Viktor Drake, on 13 June 2017 - 05:41 PM, said:
Oh god, we have a WoT player here.
Statistically with 12 players per team, unless you are a MWO god, there is always going to be at least one player on the enemy team as skill or more skilled that you, pretty much guaranteed however only one of you can win the battle. Another way to think of it is what happens if Michael Jordan plays an exact duplicate of himself? The answer is which ever clone is luckier or makes the least amount of mistake that particular game wins the match. Now take those same two clone and add 4 random members to each of their teams and have them face off. Guess who wins now? Yep, the TEAM that has the most skilled players. What is my point? The TEAM is what determines win or loss not you, not by yourself.
Lol ... nope never touched WoT.
However, I do math and science for a living.
The idea behind team based Elo calculations is that each player has a rating. This rating contributes to their team value (whether the player is Michael Jordan or a street-side pick up player) and the value of the rating is unknown at the beginning of the analysis so they are given a common starting point.
There are two pieces of information available.
1) The current estimated skill rating of every player in a match .. and thus the cumulative current rating for each team.
2) The match outcome - which team wins and which loses - I don't care who is on which team.
Assuming that other factors are equal the more skilled team will usually win the match. These team values are used to set the range of change assigned to the winning and losing teams. A prediction of which team will win is made based on the team cumulative team skill ratings (you could factor in DC/AFK into a revised expectation at the end of the match).
The outcomes are as follows:
1) Team that was expected to win the match wins
- winning team ratings go up a bit, losing team ratings drop
- change depends on how evenly matched the teams were.
2) Team that was expected to win the match loses
- winning team ratings go up more because they weren't expected to win, losing team ratings drop more
- amount of change depends on how mismatched the teams were expected to be
This applies to quick play solo queue - a separate rating is needed for group play since team work strongly affects the basic win/loss expectation.
You then repeat this process for every match that is completed. Each player's rating evolves over time depending on the long term statistical outcomes of the matches they participate in.
In your example of the Michael Jordan clone ... if they are playing 1:1 then luck is the dominant factor and they will each win and lose exactly the same amount over a large dataset ... they will have the same skill rating.

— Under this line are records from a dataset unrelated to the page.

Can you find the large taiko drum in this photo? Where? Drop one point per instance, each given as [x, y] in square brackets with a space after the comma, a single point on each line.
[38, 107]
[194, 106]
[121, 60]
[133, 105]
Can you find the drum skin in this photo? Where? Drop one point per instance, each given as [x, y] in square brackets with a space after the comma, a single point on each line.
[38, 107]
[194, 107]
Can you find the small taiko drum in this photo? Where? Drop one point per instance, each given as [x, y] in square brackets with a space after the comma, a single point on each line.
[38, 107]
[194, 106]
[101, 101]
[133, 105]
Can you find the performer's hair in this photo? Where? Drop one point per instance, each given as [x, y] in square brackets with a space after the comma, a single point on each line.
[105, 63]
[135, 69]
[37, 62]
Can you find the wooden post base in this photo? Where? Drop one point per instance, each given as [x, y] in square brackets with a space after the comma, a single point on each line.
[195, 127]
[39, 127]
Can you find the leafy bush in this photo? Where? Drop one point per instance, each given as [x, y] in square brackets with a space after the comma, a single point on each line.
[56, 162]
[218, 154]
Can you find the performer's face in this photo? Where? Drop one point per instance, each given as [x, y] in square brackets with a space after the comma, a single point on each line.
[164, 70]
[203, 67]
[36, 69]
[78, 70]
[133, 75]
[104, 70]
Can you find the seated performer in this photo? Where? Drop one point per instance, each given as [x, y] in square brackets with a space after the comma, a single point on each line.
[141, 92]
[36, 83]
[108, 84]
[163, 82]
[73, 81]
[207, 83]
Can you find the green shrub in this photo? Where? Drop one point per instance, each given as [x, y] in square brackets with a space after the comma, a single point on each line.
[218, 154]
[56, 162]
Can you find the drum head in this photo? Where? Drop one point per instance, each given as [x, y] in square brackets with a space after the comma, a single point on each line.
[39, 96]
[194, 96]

Lets throw these clones into matches with 4 other random folks on each team who also have ratings. If the ratings of these other players are randomly distributed then the two clones will STILL have a 50/50 chance of winning a match over the long term and will STILL end up with same rating. Some matches will be stomps one way and some another ... but over enough matches, as long as there is no bias in the selection of team mates then the rating that will be derived for the two Michael Jordan clones (and all the random other players over all their matches) will work out to the same values. This is because the "signal" element in every match is the rating of the specific player and the ratings for everyone else are noise from that perspective. In fact, there are 24 signals (the individual player ratings) that are being combined with luck (the noise element) to give a match outcome.
With enough data, all of the 24 signal values (the player ratings) can be determined.
This is the fundamental basis for a team based Elo player rating system and most folks don't seem to understand it because of the statistical nature. Individual match outcome and performance are completely irrelevant. Everyone has bad matches, everyone has good ones. It is the long term performance as reflected in how well the individual player achieves the game objectives (i.e. winning) with their team mates that is used to evolve a player rating.
--- SIgh ... I shouldn't have wasted my time typing all of the above
Here is a link to the TrueSkill ranking system developed by Microsoft Research. It is essentially exactly what I am discussing above.
https://www.microsof...ranking-system/
" The TrueSkill ranking system only uses the final standings of all teams in a game in order to update the skill estimates (ranks) of all gamers playing in this game."
From the FAQ:
A: The only information the TrueSkill ranking system will process is:
- Which team won?
- Who were the members of the participating teams?
Here is the average number of games required to identify a player skill level.
Game Mode Number of Games per Gamer 16 Players Free-For-All 3 8 Players Free-For-All 3 4 Players Free-For-All 5 2 Players Free-For-All 12 4 Teams/2 Players Per Team 10 4 Teams/4 Players Per Team 20 2 Teams/4 Players Per Team 46 2 Teams/8 Players Per Team 91
With 2 teams and 12 players per team it is probably significantly more games.
Anyway, the bottom line is that this type of rating system (or some variation) based on team outcomes is available and used in this industry. Any rating system based on numbers scored by individuals in a match actually negatively affects game play since it motivates players to get high scores rather than achieve in game objectives like winning.